Democratic presidential nominee Hillary Clinton is the only candidate in the race to the White House who has devoted her entire life to the people of America, outgoing US President Barack Obama has said.
"There's only one candidate in this race who has devoted her entire life to lifting up that better America -- and that is next President of the United States, Hillary Rodham Clinton. She's the right person. She's the right person at the right time," Obama, 55, said at an election rally in Raleigh, North Carolina.
He said Clinton's opponent was someone whom his own party leaders in the past had declared a con artist.
"This choice actually is pretty clear, because the guy that the Republicans nominated -- even though a bunch of them knew they shouldn't nominate him -- the guy they nominated who many of the Republicans he is running against said was a con-artist and a know-nothing and wasn't qualified to hold this office," Obama alleged.

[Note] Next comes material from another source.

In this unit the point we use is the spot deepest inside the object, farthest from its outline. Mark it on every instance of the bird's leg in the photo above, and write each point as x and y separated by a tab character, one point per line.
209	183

"This guy is temperamentally unfit to be Commander in Chief and he is not equipped to be President. This should not be a controversial claim. It really shouldn't. It's strange how, over time, what is crazy gets normalized and we just kind of assume, well, you know what, he said a hundred crazy things, so the hundred-and-first thing we just don't even notice," he said.
Obama said the US could not afford a President who suggests that America should torture people or that it should ban entire religions from the country.
"We deserve better than a Commander-in-Chief who insults POWs, or attacks a Gold Star mom, or denigrates our troops. This is somebody who vilifies minorities, vilifies immigrants, vilifies people of Muslim faith, makes fun of Americans with disabilities," he said.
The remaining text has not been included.